Dissociable species-specific impact of Aβ on static and dynamic functional connectomes

Temporal dynamics in functional connectomes provide a physiologically grounded signature of 'hidden' pathologies during preclinical stages of Alzheimer's disease (AD). We evaluated the effect of beta-amyloid (A{beta}) on dynamic functional connectomes in transgenic mice and human subjects. Functional magnetic resonance images (fMRI) were collected in two strains of A{beta} mice. fMRI-derived connectomes were segmented into discrete states using a hidden Markov model, and network strength, efficiency, and transitivity were analyzed per state. Human fMRI-derived connectome measures were analyzed across 3 states. Static network measures were significantly different between A{beta} mice and controls, the former having high values for strength, efficiency and clustering coefficient in anterior cingulate, hippocampus, and retrosplenium.

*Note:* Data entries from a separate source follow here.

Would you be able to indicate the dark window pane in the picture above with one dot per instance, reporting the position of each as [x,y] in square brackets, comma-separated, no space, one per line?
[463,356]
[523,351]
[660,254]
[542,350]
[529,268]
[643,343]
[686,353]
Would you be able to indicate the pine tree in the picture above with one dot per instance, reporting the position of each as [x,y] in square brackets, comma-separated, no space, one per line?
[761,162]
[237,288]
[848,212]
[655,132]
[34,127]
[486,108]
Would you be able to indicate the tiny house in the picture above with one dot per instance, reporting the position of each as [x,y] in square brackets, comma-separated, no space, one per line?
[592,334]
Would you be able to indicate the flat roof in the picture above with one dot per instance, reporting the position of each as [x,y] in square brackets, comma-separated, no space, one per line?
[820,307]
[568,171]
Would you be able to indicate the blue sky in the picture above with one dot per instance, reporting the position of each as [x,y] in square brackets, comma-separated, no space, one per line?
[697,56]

Dynamic network measures were stable within-states in A{beta} mice. Similarly, human subjects with high A{beta} had high node strength in precuneus and temporoparietal areas compared to low A{beta}. Conversely, high A{beta} was associated with high switch rates, high fractional occupancy, and state dwell times. Also, global strength, efficiency, and transitivity were less stable within states in the high A{beta} group. Our results indicate that static, but not dynamic, connectome strength, efficiency, and network integration are increased in A{beta} mice, while dynamic network states appear less stable in human functional connectomes. This data supports a dissociable, species-specific impact of A{beta}, with dynamic network alterations present in humans but not in A{beta} mouse models, suggesting additional non-A{beta}-driven influences on dynamic functional connectivity in preclinical AD.